More and more is being made of mental health (a good thing) prior to the upturn in understanding we didnt look at stress as a workplace injury as you were always told stress would more than likely come from home.

With this case above, it is quite clear that part of the stress, if indeed not all of it, was caused by the injury at work.

Even though it is not reportable through RIDDOR I would be looking at what could be done to eradicate future instances of violence.

Strange that if the IP had been taken to hospital for the injuries from violence or been off work due to direct physical injuries from the violence it would have been reportable though and not for the mental health aspect. Maybe something that will change through time with the HSE?? .scratch

Will .salut

Re: Violence → stress = RIDDOR?

Posted: Tue Sep 11, 2018 1:55 pm
by witsd
Thanks guys, your responses make me feel like I wasn't being completely amateurish in my approach.

There are certainly aspects of RIDDOR that I think fail to capture the spirit of the law, and this is probably an example of this. Given that PTSD example though, I think it's pretty clear that the HSE doesn't (currently) want to know about these situations.

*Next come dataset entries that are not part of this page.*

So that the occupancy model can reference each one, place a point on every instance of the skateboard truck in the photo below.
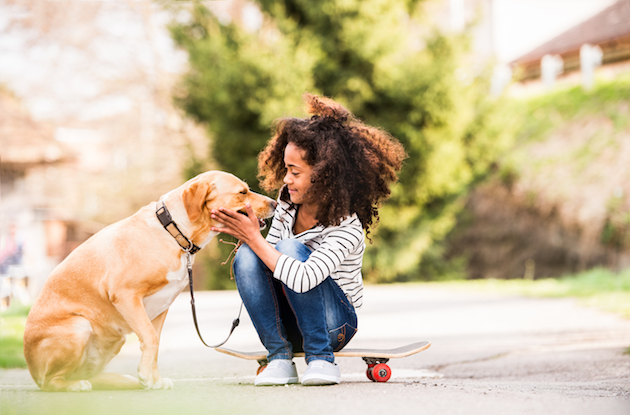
(376, 359)
(378, 370)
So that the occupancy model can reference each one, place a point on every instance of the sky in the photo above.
(518, 27)
(522, 25)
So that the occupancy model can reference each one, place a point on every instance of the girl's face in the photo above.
(298, 177)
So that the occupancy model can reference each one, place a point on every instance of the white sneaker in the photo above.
(321, 372)
(277, 372)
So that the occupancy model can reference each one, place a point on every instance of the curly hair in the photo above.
(353, 163)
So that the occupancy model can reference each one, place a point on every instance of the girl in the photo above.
(302, 283)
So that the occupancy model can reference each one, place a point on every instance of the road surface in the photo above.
(490, 354)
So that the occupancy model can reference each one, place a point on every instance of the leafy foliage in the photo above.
(362, 54)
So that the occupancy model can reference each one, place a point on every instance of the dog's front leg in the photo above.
(134, 313)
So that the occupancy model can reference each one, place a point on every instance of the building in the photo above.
(28, 249)
(607, 36)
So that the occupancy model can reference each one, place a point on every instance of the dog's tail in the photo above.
(114, 381)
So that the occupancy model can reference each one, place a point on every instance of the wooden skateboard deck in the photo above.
(376, 359)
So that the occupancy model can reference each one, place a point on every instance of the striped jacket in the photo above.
(337, 252)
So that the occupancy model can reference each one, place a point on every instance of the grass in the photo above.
(12, 323)
(598, 287)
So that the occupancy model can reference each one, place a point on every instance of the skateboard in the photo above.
(376, 359)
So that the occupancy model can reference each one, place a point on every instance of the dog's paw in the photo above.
(80, 386)
(159, 383)
(163, 383)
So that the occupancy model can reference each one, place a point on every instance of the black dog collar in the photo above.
(169, 224)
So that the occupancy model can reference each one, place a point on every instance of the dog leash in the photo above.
(236, 321)
(189, 248)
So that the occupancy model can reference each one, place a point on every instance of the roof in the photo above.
(24, 141)
(609, 25)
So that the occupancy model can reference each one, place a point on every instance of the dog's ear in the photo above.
(195, 197)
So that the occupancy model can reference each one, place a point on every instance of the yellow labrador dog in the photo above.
(124, 279)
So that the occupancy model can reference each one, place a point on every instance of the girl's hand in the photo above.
(242, 227)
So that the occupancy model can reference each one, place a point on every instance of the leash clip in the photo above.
(189, 260)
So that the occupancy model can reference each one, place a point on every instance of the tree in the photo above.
(360, 53)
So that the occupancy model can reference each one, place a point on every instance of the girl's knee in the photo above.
(294, 249)
(245, 260)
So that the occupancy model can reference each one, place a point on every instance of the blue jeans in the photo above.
(317, 322)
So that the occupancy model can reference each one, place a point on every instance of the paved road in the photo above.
(491, 354)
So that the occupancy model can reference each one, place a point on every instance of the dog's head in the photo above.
(215, 189)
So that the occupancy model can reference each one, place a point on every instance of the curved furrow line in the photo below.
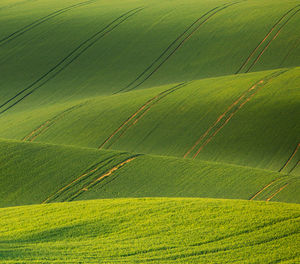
(265, 38)
(40, 21)
(294, 167)
(16, 4)
(89, 172)
(290, 51)
(290, 157)
(267, 46)
(143, 108)
(48, 123)
(264, 188)
(220, 118)
(102, 177)
(225, 117)
(69, 59)
(198, 24)
(168, 48)
(142, 114)
(278, 191)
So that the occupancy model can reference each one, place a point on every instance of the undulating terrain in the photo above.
(149, 131)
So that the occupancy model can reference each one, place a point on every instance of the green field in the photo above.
(182, 231)
(140, 116)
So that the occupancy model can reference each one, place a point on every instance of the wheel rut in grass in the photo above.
(274, 187)
(225, 117)
(285, 165)
(91, 177)
(264, 188)
(40, 21)
(16, 4)
(64, 63)
(135, 117)
(49, 123)
(260, 49)
(278, 191)
(173, 47)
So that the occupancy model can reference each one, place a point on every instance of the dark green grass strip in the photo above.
(102, 177)
(151, 69)
(290, 157)
(40, 21)
(225, 117)
(294, 167)
(16, 4)
(290, 51)
(88, 173)
(53, 72)
(135, 117)
(267, 46)
(278, 191)
(265, 38)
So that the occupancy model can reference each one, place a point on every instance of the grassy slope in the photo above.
(31, 173)
(134, 44)
(173, 124)
(182, 231)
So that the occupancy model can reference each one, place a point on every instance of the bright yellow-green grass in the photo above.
(161, 230)
(106, 99)
(35, 173)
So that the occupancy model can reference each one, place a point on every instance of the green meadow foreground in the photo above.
(160, 230)
(107, 99)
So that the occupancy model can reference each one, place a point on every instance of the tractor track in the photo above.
(68, 59)
(89, 172)
(102, 177)
(136, 116)
(290, 157)
(278, 191)
(264, 188)
(40, 21)
(266, 37)
(50, 122)
(225, 117)
(148, 72)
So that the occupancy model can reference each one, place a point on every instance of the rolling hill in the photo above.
(104, 103)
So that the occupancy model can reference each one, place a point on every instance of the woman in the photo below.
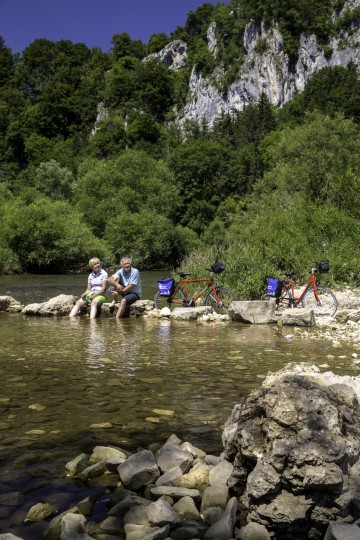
(95, 291)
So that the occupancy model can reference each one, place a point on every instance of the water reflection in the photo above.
(68, 385)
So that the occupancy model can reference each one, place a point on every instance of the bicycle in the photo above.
(178, 295)
(320, 299)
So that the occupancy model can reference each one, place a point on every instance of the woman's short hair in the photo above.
(94, 261)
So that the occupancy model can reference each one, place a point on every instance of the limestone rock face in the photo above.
(295, 445)
(173, 55)
(270, 71)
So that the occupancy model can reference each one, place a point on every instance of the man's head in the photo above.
(94, 262)
(126, 263)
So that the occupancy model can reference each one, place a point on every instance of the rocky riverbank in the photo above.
(290, 469)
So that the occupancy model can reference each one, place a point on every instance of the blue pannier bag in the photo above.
(274, 287)
(166, 286)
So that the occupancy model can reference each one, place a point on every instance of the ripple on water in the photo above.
(151, 381)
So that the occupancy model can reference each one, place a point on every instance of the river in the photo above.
(69, 385)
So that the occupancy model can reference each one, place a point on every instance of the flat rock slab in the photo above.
(190, 314)
(253, 311)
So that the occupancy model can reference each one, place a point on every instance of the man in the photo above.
(127, 282)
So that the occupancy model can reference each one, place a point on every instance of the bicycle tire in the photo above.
(226, 297)
(163, 301)
(328, 303)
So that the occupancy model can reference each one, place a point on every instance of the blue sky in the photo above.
(93, 22)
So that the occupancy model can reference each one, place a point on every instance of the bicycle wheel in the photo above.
(325, 307)
(163, 301)
(226, 297)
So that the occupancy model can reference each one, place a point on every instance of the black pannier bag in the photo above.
(166, 286)
(323, 267)
(217, 268)
(274, 287)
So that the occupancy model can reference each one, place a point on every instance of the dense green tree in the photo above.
(123, 45)
(331, 91)
(320, 158)
(109, 138)
(47, 235)
(127, 184)
(53, 180)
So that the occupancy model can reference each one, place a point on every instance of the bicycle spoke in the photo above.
(162, 301)
(225, 296)
(326, 306)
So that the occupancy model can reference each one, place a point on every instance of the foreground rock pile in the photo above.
(295, 446)
(176, 491)
(290, 469)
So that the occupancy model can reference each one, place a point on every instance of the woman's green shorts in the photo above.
(101, 299)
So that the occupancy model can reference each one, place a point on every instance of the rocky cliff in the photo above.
(270, 72)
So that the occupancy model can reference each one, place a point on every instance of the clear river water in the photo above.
(69, 385)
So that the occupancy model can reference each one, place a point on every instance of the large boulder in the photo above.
(295, 445)
(9, 304)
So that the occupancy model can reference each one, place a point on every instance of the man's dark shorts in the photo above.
(131, 298)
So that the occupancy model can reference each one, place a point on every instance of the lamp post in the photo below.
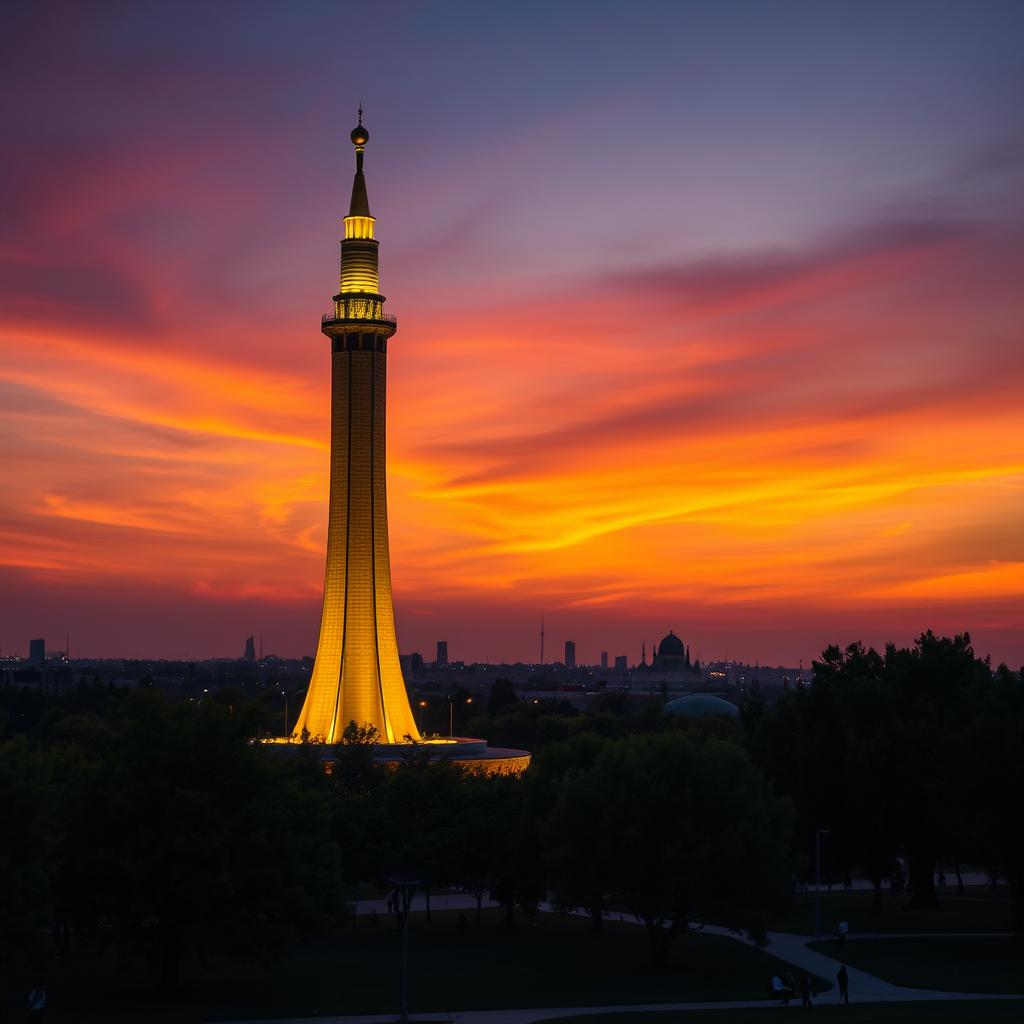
(817, 884)
(404, 888)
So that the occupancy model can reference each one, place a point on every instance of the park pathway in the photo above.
(787, 946)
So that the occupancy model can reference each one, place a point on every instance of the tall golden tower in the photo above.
(356, 676)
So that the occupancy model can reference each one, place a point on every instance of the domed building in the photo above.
(698, 705)
(671, 655)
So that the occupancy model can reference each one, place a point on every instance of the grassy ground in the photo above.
(946, 965)
(550, 962)
(995, 1012)
(979, 910)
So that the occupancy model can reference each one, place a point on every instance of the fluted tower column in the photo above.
(356, 676)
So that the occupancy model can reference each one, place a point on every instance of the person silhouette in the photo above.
(844, 984)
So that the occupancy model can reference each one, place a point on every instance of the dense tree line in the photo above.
(910, 754)
(155, 827)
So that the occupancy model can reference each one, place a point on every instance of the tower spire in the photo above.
(359, 204)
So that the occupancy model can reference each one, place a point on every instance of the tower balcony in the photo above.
(333, 317)
(359, 307)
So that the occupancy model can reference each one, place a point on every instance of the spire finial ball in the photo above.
(359, 134)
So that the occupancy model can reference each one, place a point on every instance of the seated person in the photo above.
(781, 990)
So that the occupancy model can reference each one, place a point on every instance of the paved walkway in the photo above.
(787, 946)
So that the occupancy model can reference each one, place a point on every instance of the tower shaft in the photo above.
(356, 675)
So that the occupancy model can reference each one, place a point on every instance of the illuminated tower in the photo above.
(356, 676)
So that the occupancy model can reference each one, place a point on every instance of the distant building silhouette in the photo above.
(569, 653)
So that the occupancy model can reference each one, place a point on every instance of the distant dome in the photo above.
(701, 704)
(671, 646)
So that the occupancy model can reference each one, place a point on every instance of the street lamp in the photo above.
(817, 884)
(404, 888)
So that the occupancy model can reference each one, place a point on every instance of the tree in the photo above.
(878, 750)
(179, 828)
(675, 827)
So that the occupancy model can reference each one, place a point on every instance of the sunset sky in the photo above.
(711, 318)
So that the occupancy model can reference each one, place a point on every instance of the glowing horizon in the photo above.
(678, 353)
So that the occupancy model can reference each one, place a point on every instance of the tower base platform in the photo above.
(473, 755)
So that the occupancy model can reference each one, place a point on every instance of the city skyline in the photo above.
(724, 340)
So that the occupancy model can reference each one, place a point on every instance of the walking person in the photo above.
(805, 990)
(37, 1005)
(844, 984)
(781, 990)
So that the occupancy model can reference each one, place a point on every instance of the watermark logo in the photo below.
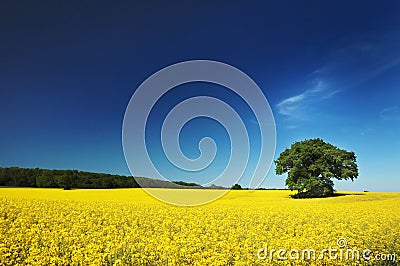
(340, 252)
(139, 135)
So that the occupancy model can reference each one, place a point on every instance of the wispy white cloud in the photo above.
(390, 113)
(297, 105)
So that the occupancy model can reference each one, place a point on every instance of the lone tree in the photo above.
(312, 164)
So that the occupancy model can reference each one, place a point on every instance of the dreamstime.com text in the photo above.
(341, 252)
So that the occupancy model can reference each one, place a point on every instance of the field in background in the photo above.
(128, 227)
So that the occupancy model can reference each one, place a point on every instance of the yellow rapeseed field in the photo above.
(128, 227)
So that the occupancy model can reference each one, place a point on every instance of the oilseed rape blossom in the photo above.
(128, 227)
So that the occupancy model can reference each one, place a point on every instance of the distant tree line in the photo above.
(67, 179)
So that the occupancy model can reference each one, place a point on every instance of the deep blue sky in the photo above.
(329, 70)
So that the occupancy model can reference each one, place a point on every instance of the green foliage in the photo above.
(236, 187)
(67, 179)
(312, 164)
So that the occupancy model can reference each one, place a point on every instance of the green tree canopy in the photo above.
(313, 164)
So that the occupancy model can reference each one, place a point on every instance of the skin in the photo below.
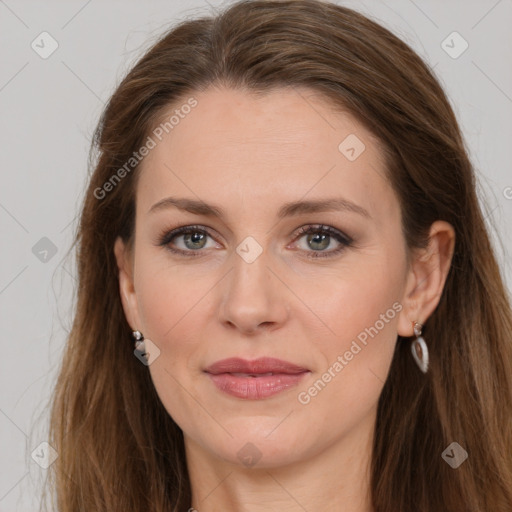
(249, 156)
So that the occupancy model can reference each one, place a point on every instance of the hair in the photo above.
(119, 449)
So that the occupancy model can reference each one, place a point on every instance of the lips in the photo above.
(257, 379)
(263, 365)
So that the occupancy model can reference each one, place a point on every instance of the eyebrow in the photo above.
(287, 210)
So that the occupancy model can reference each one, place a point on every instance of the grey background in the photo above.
(49, 108)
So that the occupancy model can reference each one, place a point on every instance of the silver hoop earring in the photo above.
(139, 341)
(419, 348)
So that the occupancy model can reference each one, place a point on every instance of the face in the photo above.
(261, 275)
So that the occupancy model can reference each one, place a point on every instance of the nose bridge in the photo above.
(252, 295)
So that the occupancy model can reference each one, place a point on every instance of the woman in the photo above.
(282, 218)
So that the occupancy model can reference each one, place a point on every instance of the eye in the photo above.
(193, 240)
(320, 237)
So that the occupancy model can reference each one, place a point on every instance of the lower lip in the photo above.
(255, 388)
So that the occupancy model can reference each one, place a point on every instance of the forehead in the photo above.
(237, 149)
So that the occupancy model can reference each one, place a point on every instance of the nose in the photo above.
(254, 299)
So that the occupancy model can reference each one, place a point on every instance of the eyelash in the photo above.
(167, 236)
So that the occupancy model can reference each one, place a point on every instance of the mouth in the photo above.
(257, 379)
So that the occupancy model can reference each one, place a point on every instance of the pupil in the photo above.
(196, 237)
(322, 238)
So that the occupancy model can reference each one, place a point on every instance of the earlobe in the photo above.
(126, 283)
(427, 276)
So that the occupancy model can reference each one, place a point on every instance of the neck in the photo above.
(335, 479)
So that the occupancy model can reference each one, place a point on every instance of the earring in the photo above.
(139, 341)
(419, 348)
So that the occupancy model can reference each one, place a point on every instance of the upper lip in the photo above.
(256, 366)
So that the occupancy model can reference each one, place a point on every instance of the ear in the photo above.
(426, 277)
(124, 258)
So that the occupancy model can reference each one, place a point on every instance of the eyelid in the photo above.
(345, 241)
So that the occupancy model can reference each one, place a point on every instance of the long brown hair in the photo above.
(119, 450)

Re: Violence → stress = RIDDOR?

Posted: Fri Sep 14, 2018 8:11 pm
by ddlh
You need to remember that RIDDOR - is just a reporting method - to allow the recording of statistics. It is not a "policing" service and things reported to RIDDOR - apart from fatalities - will be ranked and prioritised accordingly. So never be afraid to report as chances you will never hear anymore than an acknowledgement of recording.

That said - physical violence - or the threat of it - is massively stressful to some people and their loved ones at home - and may means they will not return to work. Indeed it affects their non work lives as well.

So you need to ensure that the risk of violence to your staff is reduced and that you have suitable support for victims and families in place. RIDDOR reporting in this case - in my mind - is the lesser importance!


Re: Violence → stress = RIDDOR?

Posted: Wed Sep 19, 2018 11:54 am
by witsd
Oh absolutely, there are all sorts of other processes going on, both relating to care for the individual affected and reviewing risk assessments. The RIDDOR was just a separate thing, and 'if in doubt, just report it' has long been my approach!